Where is it found?It grows in a wide range of temperate to tropical conditions but prefers warm, humid areas with summer rainfall. The foliage is killed by frost but rhizomes can tolerate 2 days with soil temperatures of -3 to -5C.
Why is it a problem?Johnson grass is an invasive grass that forms dense spreading patches which completely smother other grasses. Overseas, it is the major overwintering host for maize dwarf mosaic, an important virus disease affecting both maize and sweetcorn. Like all sorghums, Johnson grass can be toxic to livestock, especially during adverse growing conditions or periods of new growth. This grass is extremely difficult to control and can become a major problem in pasture and cropping areas.
How does it spread?Johnson grass can be spread by its seeds or by rhizome fragments during cultivation.

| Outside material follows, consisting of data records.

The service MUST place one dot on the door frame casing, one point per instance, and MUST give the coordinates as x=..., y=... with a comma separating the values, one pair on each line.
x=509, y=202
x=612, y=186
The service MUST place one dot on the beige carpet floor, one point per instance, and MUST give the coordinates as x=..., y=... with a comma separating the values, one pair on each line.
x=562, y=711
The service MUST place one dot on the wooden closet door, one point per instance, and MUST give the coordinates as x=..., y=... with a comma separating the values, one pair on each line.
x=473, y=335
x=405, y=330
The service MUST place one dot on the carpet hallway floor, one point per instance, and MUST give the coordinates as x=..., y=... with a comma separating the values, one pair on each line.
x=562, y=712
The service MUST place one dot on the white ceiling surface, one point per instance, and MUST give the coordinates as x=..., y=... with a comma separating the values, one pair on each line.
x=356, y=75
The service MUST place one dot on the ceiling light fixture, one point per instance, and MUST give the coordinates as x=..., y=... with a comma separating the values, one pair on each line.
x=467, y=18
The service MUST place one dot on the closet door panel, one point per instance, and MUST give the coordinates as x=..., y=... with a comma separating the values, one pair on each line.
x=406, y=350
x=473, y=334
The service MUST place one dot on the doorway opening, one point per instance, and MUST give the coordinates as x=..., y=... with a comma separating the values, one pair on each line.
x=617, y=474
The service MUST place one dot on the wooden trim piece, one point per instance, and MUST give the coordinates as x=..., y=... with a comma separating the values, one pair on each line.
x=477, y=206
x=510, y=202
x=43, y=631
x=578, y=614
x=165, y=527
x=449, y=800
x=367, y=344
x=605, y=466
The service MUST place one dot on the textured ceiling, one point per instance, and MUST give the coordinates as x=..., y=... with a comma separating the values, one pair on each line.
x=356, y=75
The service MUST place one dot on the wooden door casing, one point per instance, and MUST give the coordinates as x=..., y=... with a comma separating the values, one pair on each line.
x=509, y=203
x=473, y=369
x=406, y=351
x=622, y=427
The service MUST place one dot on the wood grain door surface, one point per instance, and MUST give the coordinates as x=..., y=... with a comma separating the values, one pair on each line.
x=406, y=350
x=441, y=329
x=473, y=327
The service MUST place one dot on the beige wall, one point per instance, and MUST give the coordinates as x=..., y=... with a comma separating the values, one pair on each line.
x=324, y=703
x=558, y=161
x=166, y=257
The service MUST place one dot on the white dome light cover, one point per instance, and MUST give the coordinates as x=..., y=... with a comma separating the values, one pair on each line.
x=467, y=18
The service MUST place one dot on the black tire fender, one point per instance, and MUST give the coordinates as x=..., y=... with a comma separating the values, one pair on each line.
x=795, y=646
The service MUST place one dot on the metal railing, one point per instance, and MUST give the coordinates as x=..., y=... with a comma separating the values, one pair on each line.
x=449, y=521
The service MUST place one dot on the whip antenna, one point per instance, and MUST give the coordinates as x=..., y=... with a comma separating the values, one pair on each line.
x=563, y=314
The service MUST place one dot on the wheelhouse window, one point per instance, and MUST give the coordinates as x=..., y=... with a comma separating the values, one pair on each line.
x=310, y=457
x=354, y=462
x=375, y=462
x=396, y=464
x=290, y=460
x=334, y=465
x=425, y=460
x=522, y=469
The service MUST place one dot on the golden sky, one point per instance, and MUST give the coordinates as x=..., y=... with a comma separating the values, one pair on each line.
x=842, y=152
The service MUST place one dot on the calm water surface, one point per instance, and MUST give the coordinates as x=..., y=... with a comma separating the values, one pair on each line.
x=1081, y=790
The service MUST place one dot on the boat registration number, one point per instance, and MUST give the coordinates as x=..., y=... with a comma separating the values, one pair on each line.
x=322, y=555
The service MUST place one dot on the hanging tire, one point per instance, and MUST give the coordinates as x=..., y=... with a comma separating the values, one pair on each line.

The seeds are dispersed by water, on the coats of animals, or in contaminated seeds and feed stocks.
How do I get rid of it?
Control work is only to be carried out by persons authorised by AgriQuality. Eradication methods include hand or mechanical clearance, as well as the use of some approved herbicides.
Root system and seeds should be burnt at extremely high temperatures.
Spray with Glyphosate (150mls per 10 litre water) during flowering but before the seed set.
Johnson grass is a Notifiable Pest Plant and landowners/occupiers have a legal obligation to report the presence of this plant to the AgriQuality and/or your local Pest Plant Officer who will arrange for the necessary eradication work. It is an offence for anyone to grow this plant. Notifiable Pest Plants are deemed to pose an intolerable threat to NZ and must be eradicated. The Government pays for and organises all eradication work needed on this plant.
A native of Southern Europe, North Africa and Western Asia,
Johnson grass was first recorded in NZ in 1908, with occasional
recordings until the 1940's. It was presumed to have been
eradicated from those original sites but since the 1970's it has
been recorded at a number of sites in arable land, pasture,
wasteplaces and roadsides. Nine Johnson grass sites have been
eradicated from the Whakatane area in the early 1980's through to
the late 1990's.
This plant is prohibited from propagation, sale and distribution within New Zealand!